Considero que hay que poner en cuestión esencialmente todo aquello que tenga que ver con las certificaciones, sean de productos, de servicios o de destinos turísticos. La pregunta de fondo es: ¿a qué necesidad responden estas certificaciones? ¿A quién benefician?
La sostenibilidad es una cuestión muy concreta: se trata nada menos que de adecuar las sociedades y sus estilos de vida a la capacidad del planeta para proveernos de recursos y soportar los residuos y contaminantes que generamos. Se trata de satisfacer de forma equitativa a todas las personas, y fundamentalmente poder garantizar la satisfacción de las necesidades de las generaciones venideras.
La sostenibilidad no es un concepto vacío de contenido, sino todo lo contrario. No obstante, parece que durante los últimos años distintas industrias intentan cooptar este concepto para vaciar su contenido y adaptarlo a intereses puramente mercantiles y económicos. De esta manera, lo que tiende a hacer la industria, con la connivencia de los poderes públicos, es transformar la idea de sostenibilidad en un nicho de mercado.
Los casos que citas de Barcelona y Gijón representan una contradicción fundamental, y que nos pueden servir como ejemplos de cómo se intenta hacer de la sostenibilidad, el principal desafío que tenemos las sociedades opulentas a nivel social y medioambiental, un nuevo segmento de negocios, aunque para ello se deba desvirtuar totalmente la idea de qué es y qué no es sostenible.

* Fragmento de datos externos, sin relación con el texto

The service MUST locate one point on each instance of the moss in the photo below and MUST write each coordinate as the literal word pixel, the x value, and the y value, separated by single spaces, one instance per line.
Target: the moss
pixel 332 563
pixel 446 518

Más allá de la cosmética de las certificaciones, podemos encontrar iniciativas realmente vinculadas a la sostenibilidad, como es el caso de las Ciudades Slow, que buscan la mejora en la calidad de vida a través del fomento de los espacios verdes, la ausencia de estrés y la tranquilidad. Esto se realiza a través de bases como las siguientes: mantener una política de urbanismo amigable con los habitantes, el uso de energías renovables, una normativa coherente con la naturaleza, la conservación de los espacios verdes e histórico-culturales, la alimentación basada en los criterios de Slow Food, el cierre al tráfico motorizado en los centros urbanos, entre otros.
En mi opinión, siendo la industria turística globalizada junto con sus actividades conexas el principal agente de deterioro ambiental en el mundo, es lamentable que en nombre de la “sostenibilidad” se adopten estrategias cosméticas de marketing, y no un proceso de profunda reconversión.